The importing `WITH` definition would lose its meaning and simply become a standard `WITH`.


=== Alternatives


==== Omitting signature

Omitting the signature could instead be defined as importing _no_ variables to the subquery, thus declaring the subquery _uncorrelated_.
That is, the input binding table is the unit table and the input parameters are the parameters of the superquery.

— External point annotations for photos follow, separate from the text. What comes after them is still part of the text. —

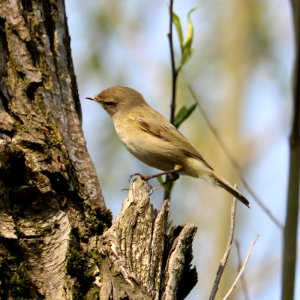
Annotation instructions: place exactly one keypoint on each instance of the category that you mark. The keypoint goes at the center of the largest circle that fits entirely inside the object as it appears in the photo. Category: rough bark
(52, 213)
(141, 260)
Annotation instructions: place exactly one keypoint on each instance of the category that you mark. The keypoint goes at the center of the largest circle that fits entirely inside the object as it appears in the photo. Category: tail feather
(226, 186)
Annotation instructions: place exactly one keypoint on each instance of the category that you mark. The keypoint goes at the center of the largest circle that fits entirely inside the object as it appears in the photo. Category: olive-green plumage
(153, 139)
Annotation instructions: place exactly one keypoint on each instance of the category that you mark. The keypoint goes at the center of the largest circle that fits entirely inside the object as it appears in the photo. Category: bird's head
(118, 99)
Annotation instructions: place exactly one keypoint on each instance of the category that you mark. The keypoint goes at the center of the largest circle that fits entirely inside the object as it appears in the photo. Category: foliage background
(241, 69)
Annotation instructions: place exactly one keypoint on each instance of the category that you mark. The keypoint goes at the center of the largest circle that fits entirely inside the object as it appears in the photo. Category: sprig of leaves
(187, 41)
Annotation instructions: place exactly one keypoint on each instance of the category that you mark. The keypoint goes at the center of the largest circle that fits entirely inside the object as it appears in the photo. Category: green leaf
(183, 114)
(177, 23)
(188, 40)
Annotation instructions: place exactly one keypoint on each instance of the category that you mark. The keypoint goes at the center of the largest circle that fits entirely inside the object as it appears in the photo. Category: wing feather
(162, 129)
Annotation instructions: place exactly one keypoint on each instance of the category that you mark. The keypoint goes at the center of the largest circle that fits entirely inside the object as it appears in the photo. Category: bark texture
(50, 197)
(52, 213)
(141, 260)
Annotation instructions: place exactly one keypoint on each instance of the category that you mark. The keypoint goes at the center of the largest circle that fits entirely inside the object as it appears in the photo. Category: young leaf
(187, 44)
(183, 114)
(177, 23)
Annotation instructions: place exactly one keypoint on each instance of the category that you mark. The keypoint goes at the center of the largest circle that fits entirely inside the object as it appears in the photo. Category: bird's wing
(164, 130)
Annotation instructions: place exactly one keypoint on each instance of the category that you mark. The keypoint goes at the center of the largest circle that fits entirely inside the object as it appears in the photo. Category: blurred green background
(241, 71)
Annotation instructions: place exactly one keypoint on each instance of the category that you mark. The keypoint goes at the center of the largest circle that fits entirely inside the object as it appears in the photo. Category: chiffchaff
(154, 140)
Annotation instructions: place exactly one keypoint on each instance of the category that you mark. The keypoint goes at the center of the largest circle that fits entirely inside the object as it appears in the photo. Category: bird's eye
(109, 103)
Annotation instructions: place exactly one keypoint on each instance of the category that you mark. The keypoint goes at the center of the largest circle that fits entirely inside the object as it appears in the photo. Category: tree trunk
(52, 213)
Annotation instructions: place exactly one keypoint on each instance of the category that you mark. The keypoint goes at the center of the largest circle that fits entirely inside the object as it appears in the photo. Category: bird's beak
(91, 98)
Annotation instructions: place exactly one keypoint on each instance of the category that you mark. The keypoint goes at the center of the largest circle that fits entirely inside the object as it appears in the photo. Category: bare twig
(233, 161)
(227, 252)
(291, 221)
(243, 283)
(241, 270)
(174, 72)
(173, 65)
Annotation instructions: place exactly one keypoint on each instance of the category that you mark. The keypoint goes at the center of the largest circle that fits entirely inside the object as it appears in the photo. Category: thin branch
(241, 270)
(227, 252)
(173, 65)
(291, 222)
(233, 161)
(243, 283)
(174, 72)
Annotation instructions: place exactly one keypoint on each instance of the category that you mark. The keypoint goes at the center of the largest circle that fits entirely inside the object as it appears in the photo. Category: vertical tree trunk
(52, 213)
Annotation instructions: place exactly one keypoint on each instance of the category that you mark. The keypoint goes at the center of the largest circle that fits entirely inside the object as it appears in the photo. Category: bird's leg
(146, 178)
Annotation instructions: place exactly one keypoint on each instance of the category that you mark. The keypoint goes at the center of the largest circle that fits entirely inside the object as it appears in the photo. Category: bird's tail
(226, 186)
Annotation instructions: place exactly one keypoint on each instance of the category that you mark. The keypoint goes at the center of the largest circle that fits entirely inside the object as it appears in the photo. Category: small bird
(154, 140)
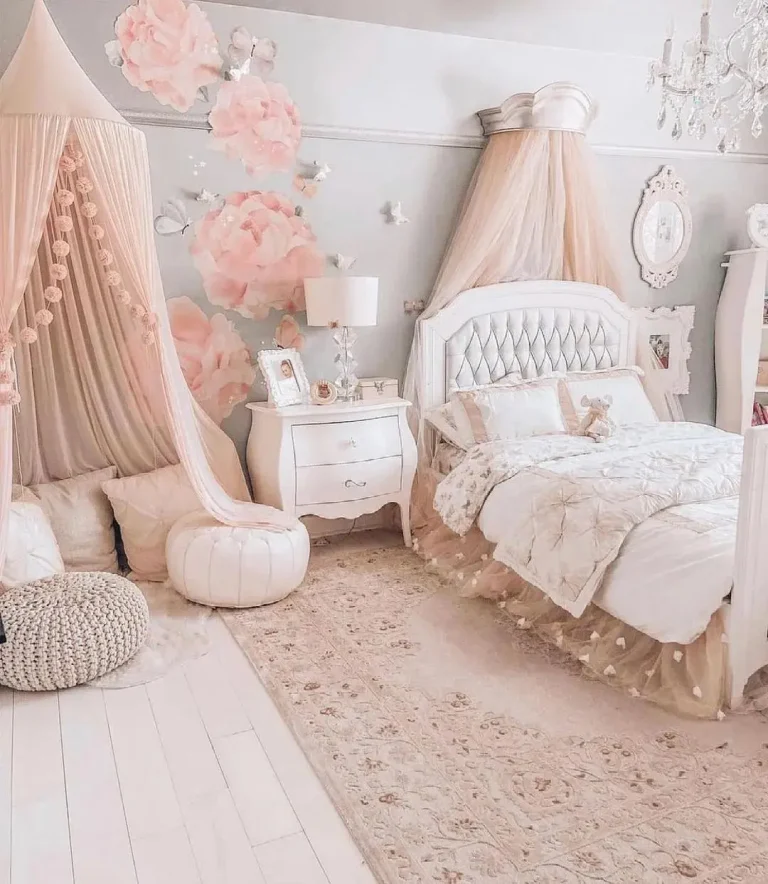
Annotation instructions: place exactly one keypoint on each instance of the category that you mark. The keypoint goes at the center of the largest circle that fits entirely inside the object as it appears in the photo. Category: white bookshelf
(741, 338)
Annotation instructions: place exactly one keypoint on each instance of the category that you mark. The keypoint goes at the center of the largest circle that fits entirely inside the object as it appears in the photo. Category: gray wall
(366, 91)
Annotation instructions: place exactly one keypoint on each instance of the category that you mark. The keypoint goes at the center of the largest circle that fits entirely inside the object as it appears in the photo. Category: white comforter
(569, 507)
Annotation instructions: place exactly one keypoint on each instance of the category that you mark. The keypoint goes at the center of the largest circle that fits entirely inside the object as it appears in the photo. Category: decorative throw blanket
(577, 502)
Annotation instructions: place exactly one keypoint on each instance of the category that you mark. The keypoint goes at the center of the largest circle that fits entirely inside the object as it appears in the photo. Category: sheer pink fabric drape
(531, 212)
(107, 356)
(26, 143)
(118, 157)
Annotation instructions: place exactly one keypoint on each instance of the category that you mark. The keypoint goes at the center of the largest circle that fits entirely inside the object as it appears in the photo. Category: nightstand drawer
(346, 441)
(354, 481)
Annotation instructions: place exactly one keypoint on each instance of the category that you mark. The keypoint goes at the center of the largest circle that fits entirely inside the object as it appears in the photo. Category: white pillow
(517, 411)
(630, 403)
(146, 507)
(441, 418)
(82, 520)
(32, 552)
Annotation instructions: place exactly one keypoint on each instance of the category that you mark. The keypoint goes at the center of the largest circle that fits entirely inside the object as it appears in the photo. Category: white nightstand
(335, 461)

.Omitted signature imports nothing:
[source, cypher]
----
WITH 1 AS a, 2 AS b
CALL {
RETURN a, $b // semantic error!! a, $b not in scope
}
RETURN a, b
----


==== Giving syntax variants semantic difference

The syntactic variation between importing as variable and importing as parameter could be given a semantic variation.
One idea could be to interpret importing variables as per-table semantics and importing parameters as per-row semantics.

.Parameters:
* uses parameter syntax
* are constant and visible throughout subquery
* are not part of subquery binding table

.Import as parameter:
[source, cypher]
----
WITH 1 AS a, 2 AS b
CALL (a AS $a) { // calls the subquery once per row with $a constant per call
WITH 1 AS foo, count(*) AS c
RETURN $a AS stillInScope
}
RETURN a, b
----

'''

.Variables
* uses variable syntax
* may vary by row and may go out of scope
* are part of the subquery binding table

.Import as variable:
[source, cypher]
----
// query parameters: $x
WITH 1 AS a, 2 AS b
CALL (a AS a) { // calls the subquery once with an input binding table of a which varies per row
WITH 1 AS foo, count(*) AS c // a falls out of scope
RETURN foo, c, $x // only superquery parameters accessible
}
RETURN a, b, foo, c
----

The semantics given via import as variable are drastically different as this indicates calling the subquery only once.
The outer binding table is column-pruned as per the signature (mentioned elements are kept) and the resulting table is passed as input to the subquery.
This operation can be interpreted as a fork in the query execution where the subquery result is eventually merged via a join or cross-product to the superquery binding table in its shape at the point of forking.


==== Using a single syntactic variant

Rather than offering two ways of doing the same thing, we could settle for just one of the two syntactic options.
This would be supportive of the idea of offering extended semantics in the future, where we reserve a syntax for that.